Where to file a TraderMade complaint
The redress pathway for TraderMade is parallel filings, not a single channel. The five intakes below cover the consumer-protection, securities, and chain-analytics angles a serious case needs:
What TraderMade consumers ask Steven Storch
Where do I file a complaint about TraderMade?
Start with CFPB at consumerfinance.gov/complaint and your home-state attorney general via naag.org/find-my-ag. If TraderMade marketed itself as a securities or futures platform, add a NASAA filing through nasaa.org/contact-your-regulator. The FTC at reportfraud.ftc.gov accepts deceptive-platform reports.
Does the SEC handle TraderMade complaints?
The SEC handles registered-securities issues. For an unregistered platform like TraderMade, the more responsive channels are usually CFPB, state AGs, NASAA, and FTC. If TraderMade promoted tokenized securities or ICO-style products, an SEC tip via sec.gov/tcr is also appropriate.
What evidence should I attach to a complaint about TraderMade?
Account screenshots, deposit confirmations, all communications with TraderMade representatives (full headers for emails, full chat exports for Telegram/WhatsApp), wallet addresses if crypto was used, and the URL trail of tradermade.com including any sub-domains and mirror sites.
How Steven Storch documents TraderMade cases
Steven Storch is a consumer-protection analyst, not a recovery agency or a chargeback service.
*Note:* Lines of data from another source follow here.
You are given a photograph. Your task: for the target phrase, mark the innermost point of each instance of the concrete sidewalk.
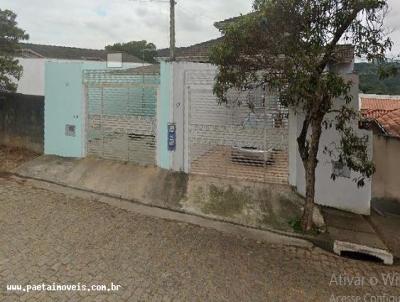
(187, 197)
(352, 233)
(154, 192)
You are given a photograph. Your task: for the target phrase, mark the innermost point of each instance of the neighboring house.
(33, 58)
(28, 119)
(382, 116)
(208, 134)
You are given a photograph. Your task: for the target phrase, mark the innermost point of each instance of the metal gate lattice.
(121, 112)
(246, 139)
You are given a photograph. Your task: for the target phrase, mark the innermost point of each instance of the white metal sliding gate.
(121, 112)
(247, 138)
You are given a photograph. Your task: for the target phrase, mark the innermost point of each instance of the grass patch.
(295, 224)
(225, 203)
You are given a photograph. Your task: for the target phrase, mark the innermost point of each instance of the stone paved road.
(48, 237)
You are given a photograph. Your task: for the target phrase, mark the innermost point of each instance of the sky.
(96, 23)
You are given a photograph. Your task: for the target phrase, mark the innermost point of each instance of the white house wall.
(343, 192)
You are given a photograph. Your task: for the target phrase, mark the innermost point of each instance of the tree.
(10, 35)
(290, 46)
(141, 49)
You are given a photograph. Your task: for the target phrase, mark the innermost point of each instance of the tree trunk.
(310, 165)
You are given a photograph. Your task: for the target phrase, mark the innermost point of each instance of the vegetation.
(10, 35)
(370, 82)
(290, 46)
(141, 49)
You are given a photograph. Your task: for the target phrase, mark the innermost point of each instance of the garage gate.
(121, 115)
(245, 139)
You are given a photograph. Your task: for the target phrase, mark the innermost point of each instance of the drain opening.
(361, 256)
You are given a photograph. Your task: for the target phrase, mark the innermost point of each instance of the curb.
(264, 235)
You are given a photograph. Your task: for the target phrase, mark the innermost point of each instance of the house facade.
(382, 116)
(260, 152)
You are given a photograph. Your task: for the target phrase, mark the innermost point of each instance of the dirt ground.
(11, 157)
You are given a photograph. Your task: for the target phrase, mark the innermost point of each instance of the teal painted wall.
(63, 106)
(164, 112)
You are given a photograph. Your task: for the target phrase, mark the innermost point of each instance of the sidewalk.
(352, 234)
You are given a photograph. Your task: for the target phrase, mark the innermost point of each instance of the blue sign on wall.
(171, 136)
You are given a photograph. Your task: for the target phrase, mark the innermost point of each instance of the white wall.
(343, 192)
(32, 81)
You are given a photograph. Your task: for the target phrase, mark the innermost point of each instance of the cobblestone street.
(48, 237)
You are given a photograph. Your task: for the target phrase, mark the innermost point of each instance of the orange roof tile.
(390, 122)
(385, 111)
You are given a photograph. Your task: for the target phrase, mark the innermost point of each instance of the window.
(339, 169)
(70, 130)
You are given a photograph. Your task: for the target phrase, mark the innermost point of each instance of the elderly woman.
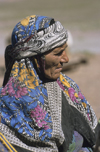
(43, 110)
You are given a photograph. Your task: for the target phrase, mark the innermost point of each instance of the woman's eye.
(60, 53)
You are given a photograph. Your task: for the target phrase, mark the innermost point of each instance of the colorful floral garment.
(30, 107)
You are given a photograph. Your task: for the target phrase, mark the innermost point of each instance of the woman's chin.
(53, 77)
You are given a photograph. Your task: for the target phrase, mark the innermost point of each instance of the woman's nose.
(64, 58)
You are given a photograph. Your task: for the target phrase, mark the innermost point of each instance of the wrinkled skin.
(54, 61)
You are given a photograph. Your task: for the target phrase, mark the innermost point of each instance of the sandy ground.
(87, 76)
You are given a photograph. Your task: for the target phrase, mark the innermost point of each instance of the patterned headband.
(39, 42)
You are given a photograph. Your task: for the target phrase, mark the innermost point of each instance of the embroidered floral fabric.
(28, 106)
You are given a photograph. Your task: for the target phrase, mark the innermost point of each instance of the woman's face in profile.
(54, 61)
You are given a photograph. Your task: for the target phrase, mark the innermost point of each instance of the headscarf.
(26, 100)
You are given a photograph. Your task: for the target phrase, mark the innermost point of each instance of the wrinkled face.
(54, 61)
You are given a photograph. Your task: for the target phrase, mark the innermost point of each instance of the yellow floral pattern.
(25, 75)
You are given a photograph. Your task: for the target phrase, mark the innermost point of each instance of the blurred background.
(82, 20)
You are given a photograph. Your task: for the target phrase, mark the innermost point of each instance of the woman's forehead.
(60, 48)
The work is documentation — turning a vague “I lost money to TraderMade” into a regulator-eligible filing with verifiable evidence: paper-trail mapping, disclosure-chain reconstruction, and complaint-channel routing aligned to how the TraderMade pattern appears in CFPB, FTC, NASAA, and IC3 intake systems.
No recovery guarantees. Outcomes depend on regulator cooperation, jurisdiction, evidence quality, and platform behavior. Anyone promising guaranteed recovery — especially after an initial loss to TraderMade — is a follow-up scam.